Terms Used In Tennessee Code 27-1-113

  • Appellate: About appeals; an appellate court has the power to review the judgement of another lower court or tribunal.
  • Evidence: Information presented in testimony or in documents that is used to persuade the fact finder (judge or jury) to decide the case for one side or the other.
  • Record: means information that is inscribed on a tangible medium or that is stored in an electronic or other medium and is retrievable in a perceivable form. See Tennessee Code 1-3-105
  • Testimony: Evidence presented orally by witnesses during trials or before grand juries.

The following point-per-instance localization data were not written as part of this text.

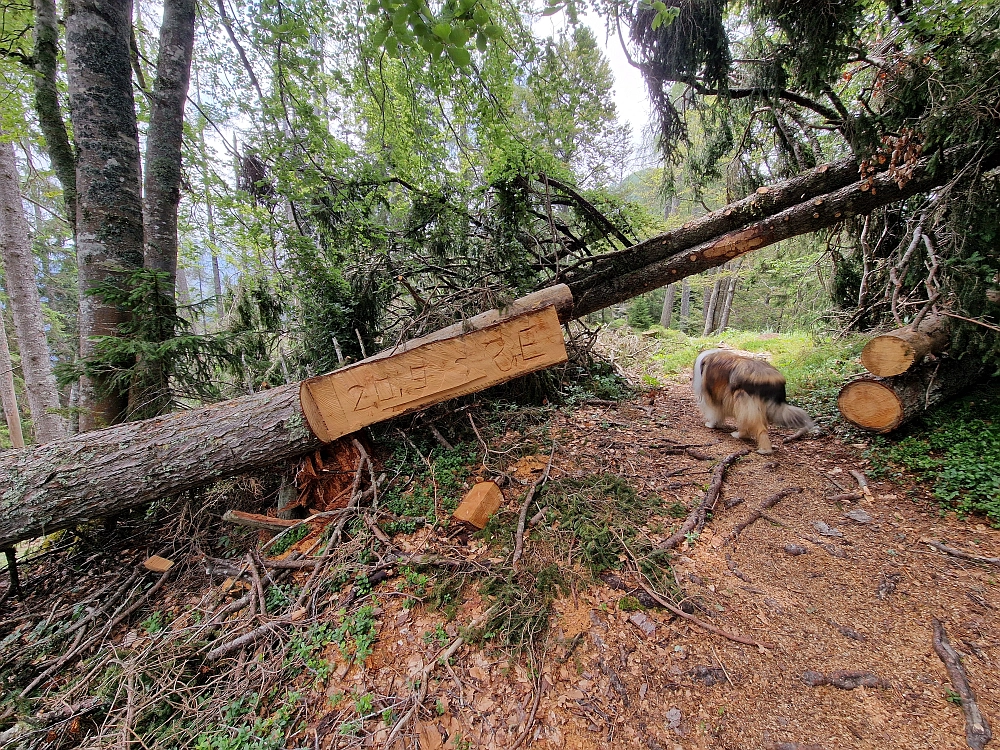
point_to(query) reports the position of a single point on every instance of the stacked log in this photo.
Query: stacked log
(907, 377)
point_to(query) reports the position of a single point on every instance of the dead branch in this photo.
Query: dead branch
(696, 518)
(959, 553)
(759, 513)
(522, 518)
(425, 673)
(701, 623)
(977, 729)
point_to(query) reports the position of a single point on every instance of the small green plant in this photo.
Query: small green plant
(438, 636)
(154, 623)
(296, 534)
(956, 450)
(356, 634)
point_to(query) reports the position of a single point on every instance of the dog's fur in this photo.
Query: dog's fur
(747, 390)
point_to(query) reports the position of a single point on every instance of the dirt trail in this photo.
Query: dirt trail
(864, 602)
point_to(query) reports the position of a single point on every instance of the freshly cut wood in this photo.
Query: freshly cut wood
(258, 521)
(479, 504)
(883, 404)
(372, 391)
(94, 474)
(895, 352)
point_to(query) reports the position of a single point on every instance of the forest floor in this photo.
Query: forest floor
(824, 586)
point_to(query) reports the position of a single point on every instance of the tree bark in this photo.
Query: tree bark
(8, 398)
(47, 107)
(668, 305)
(103, 472)
(150, 394)
(884, 404)
(109, 204)
(26, 305)
(713, 303)
(720, 236)
(895, 352)
(727, 306)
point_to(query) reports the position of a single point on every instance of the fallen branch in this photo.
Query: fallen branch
(759, 513)
(702, 624)
(425, 673)
(522, 518)
(959, 553)
(845, 679)
(696, 518)
(977, 729)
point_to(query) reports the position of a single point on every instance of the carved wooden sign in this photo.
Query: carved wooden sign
(359, 395)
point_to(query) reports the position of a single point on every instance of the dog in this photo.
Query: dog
(747, 390)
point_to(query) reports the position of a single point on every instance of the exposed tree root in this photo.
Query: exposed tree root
(959, 553)
(696, 518)
(760, 512)
(977, 729)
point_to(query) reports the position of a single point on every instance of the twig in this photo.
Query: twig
(959, 553)
(522, 518)
(696, 518)
(425, 673)
(701, 623)
(971, 320)
(759, 513)
(977, 729)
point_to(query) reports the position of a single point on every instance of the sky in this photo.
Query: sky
(630, 90)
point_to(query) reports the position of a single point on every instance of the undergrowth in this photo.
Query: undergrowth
(956, 449)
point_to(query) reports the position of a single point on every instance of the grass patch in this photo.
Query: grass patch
(815, 368)
(956, 449)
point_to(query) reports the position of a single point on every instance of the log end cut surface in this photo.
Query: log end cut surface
(870, 405)
(888, 355)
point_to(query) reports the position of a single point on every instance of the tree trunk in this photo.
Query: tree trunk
(150, 394)
(713, 303)
(26, 305)
(109, 204)
(884, 404)
(727, 306)
(98, 473)
(47, 107)
(668, 305)
(8, 398)
(895, 352)
(685, 305)
(722, 235)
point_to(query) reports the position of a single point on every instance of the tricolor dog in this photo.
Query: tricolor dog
(747, 390)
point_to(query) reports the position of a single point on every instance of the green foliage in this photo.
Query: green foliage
(288, 538)
(957, 450)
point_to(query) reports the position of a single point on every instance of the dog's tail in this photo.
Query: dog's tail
(785, 415)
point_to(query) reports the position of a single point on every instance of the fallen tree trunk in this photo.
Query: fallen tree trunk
(102, 472)
(884, 404)
(95, 474)
(895, 352)
(710, 242)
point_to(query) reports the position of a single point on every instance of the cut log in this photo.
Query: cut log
(479, 504)
(357, 396)
(895, 352)
(95, 474)
(883, 404)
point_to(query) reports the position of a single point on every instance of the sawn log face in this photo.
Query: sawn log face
(354, 397)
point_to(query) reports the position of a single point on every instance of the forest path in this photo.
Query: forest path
(864, 603)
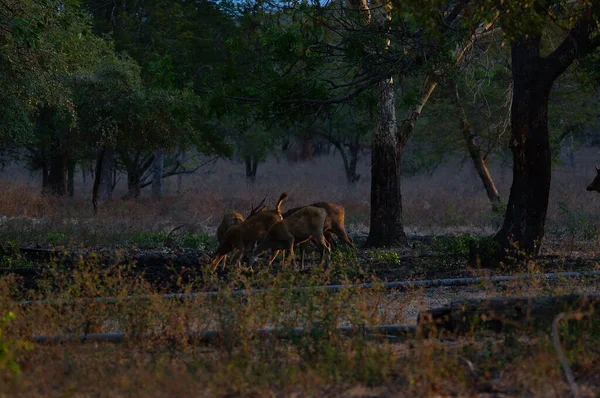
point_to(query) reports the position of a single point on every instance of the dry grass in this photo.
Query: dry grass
(451, 199)
(169, 363)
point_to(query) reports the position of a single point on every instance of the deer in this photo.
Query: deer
(235, 218)
(243, 236)
(595, 185)
(304, 224)
(334, 223)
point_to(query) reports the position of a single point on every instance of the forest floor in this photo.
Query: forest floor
(240, 363)
(56, 252)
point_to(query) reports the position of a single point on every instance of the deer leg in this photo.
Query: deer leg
(216, 262)
(325, 247)
(238, 257)
(302, 252)
(274, 257)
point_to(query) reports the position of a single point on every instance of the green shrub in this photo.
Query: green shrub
(201, 241)
(453, 245)
(10, 347)
(385, 256)
(149, 240)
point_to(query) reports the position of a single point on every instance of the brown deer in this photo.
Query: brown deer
(234, 218)
(595, 185)
(243, 236)
(334, 222)
(304, 224)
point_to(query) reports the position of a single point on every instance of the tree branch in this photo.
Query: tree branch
(577, 44)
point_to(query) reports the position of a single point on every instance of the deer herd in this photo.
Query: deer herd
(248, 238)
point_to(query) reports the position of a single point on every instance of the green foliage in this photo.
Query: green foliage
(56, 238)
(9, 348)
(576, 223)
(453, 245)
(388, 257)
(151, 240)
(199, 241)
(11, 256)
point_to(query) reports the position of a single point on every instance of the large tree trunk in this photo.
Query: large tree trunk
(349, 159)
(71, 179)
(45, 186)
(251, 167)
(105, 188)
(57, 171)
(134, 188)
(157, 172)
(533, 77)
(474, 150)
(386, 227)
(523, 227)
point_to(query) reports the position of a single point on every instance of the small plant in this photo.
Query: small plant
(497, 214)
(453, 245)
(9, 347)
(385, 256)
(577, 223)
(201, 241)
(56, 238)
(149, 240)
(11, 257)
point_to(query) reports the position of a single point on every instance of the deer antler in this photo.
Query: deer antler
(258, 208)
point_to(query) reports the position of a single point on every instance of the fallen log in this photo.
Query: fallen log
(388, 332)
(502, 314)
(397, 285)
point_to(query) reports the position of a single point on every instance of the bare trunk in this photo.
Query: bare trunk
(386, 227)
(474, 150)
(350, 161)
(106, 175)
(103, 186)
(134, 189)
(57, 172)
(523, 228)
(71, 179)
(251, 168)
(45, 186)
(157, 172)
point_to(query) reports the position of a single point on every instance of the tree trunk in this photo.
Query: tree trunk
(523, 227)
(157, 172)
(386, 227)
(251, 167)
(57, 172)
(133, 183)
(106, 175)
(474, 150)
(71, 179)
(45, 185)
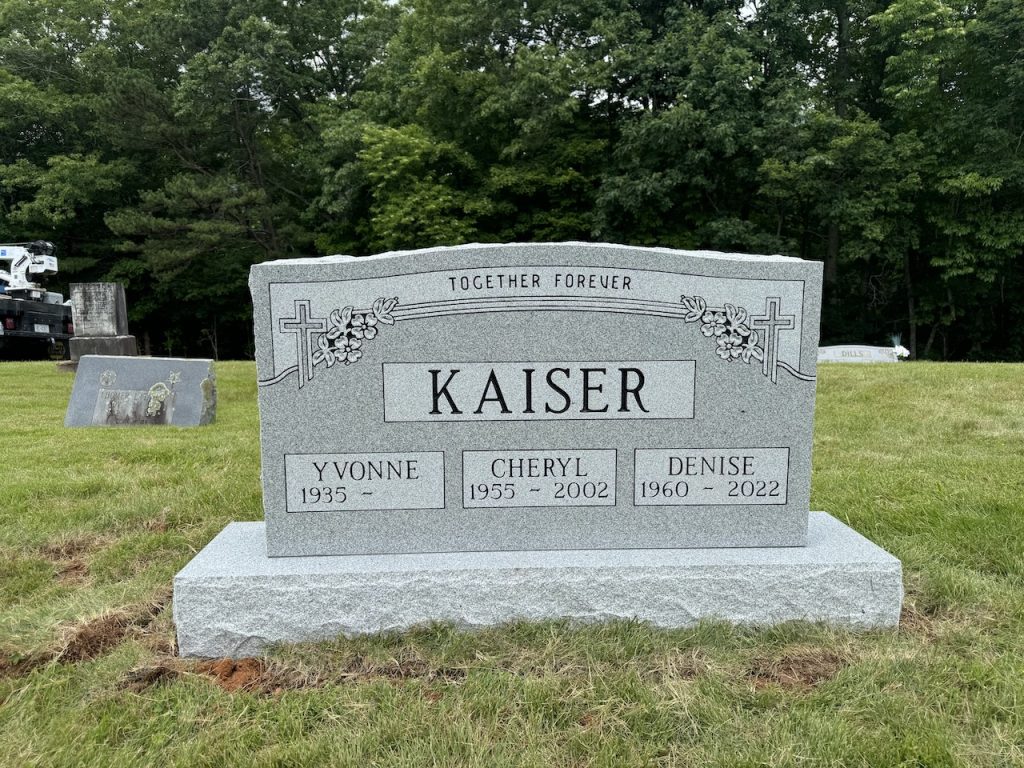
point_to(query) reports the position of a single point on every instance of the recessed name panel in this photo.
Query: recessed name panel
(539, 478)
(711, 476)
(538, 391)
(339, 482)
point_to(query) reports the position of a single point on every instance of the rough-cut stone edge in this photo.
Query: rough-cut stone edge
(232, 600)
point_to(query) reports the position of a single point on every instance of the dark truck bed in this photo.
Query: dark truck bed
(32, 330)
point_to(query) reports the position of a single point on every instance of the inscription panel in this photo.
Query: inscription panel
(711, 476)
(528, 391)
(538, 478)
(350, 482)
(579, 353)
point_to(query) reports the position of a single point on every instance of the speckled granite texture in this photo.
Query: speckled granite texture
(232, 600)
(349, 352)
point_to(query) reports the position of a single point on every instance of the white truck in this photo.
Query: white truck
(34, 323)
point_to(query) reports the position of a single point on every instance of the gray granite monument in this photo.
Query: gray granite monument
(100, 316)
(484, 433)
(113, 391)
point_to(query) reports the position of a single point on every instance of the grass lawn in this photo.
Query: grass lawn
(927, 460)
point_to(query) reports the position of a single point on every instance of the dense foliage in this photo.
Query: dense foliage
(170, 143)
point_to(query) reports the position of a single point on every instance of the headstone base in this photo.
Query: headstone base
(120, 346)
(232, 600)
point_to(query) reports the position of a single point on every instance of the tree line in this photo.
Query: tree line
(168, 144)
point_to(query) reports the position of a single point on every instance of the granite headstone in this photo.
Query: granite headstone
(535, 397)
(99, 312)
(489, 433)
(113, 390)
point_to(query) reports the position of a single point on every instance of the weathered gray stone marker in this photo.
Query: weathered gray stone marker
(857, 353)
(485, 433)
(113, 391)
(100, 315)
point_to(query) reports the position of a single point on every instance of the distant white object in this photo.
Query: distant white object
(861, 353)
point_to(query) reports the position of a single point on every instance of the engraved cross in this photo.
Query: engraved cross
(305, 328)
(771, 323)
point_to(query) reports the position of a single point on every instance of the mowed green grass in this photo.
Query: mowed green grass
(927, 460)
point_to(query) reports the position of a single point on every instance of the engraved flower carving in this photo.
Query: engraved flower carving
(348, 329)
(348, 349)
(364, 326)
(729, 347)
(728, 326)
(713, 323)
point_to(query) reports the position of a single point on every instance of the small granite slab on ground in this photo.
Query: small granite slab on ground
(232, 600)
(857, 353)
(121, 391)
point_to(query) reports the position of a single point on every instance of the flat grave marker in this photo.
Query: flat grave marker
(114, 390)
(857, 353)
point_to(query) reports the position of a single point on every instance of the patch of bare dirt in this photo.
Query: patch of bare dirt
(73, 571)
(404, 668)
(91, 638)
(797, 670)
(70, 549)
(232, 675)
(680, 665)
(139, 679)
(22, 667)
(263, 676)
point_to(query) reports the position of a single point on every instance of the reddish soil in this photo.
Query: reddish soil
(233, 675)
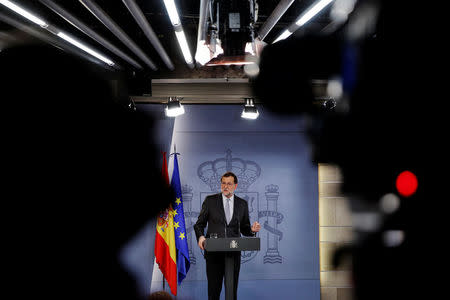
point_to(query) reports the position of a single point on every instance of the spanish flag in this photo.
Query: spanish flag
(165, 251)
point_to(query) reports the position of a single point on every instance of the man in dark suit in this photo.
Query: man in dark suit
(227, 216)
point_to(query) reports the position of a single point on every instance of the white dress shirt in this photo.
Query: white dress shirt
(224, 199)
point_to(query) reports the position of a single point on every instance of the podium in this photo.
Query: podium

  • written: includes printing, typewriting, engraving, lithography, and any other mode of representing words and letters. See Tennessee Code 1-3-105

In all cases tried on the facts in a chancery court and afterwards brought for review to the court of appeals, the court of appeals shall, to the extent that the facts are not stipulated or are not concluded by the findings of the jury, make and file written findings of fact, which thereupon shall become a part of the record. Before any such findings shall become final, reasonable opportunity shall be afforded the parties to examine the findings and to ask for different or additional findings. Where there has been a concurrent finding of the master and chancellor, which under the principles now obtaining is binding on the appellate courts, the court of appeals shall not have the right to disturb such finding. To the extent that the findings of the chancery court and the court of appeals concur, they shall, if there be any evidence to support them, be conclusive upon any review of the facts in the supreme court; to the extent that they do not concur, they shall be open to examination in that court. The court of appeals shall not be limited to the consideration of such facts as were found or requested in the lower court, but it shall independently consider and find all material facts in the record; and either party, whether appellant or not, may assign error on the failure of the chancellor to find any material fact, without regard to whether such fact was found or requested in the lower court. This shall not apply to any case tried in the chancery court upon oral testimony.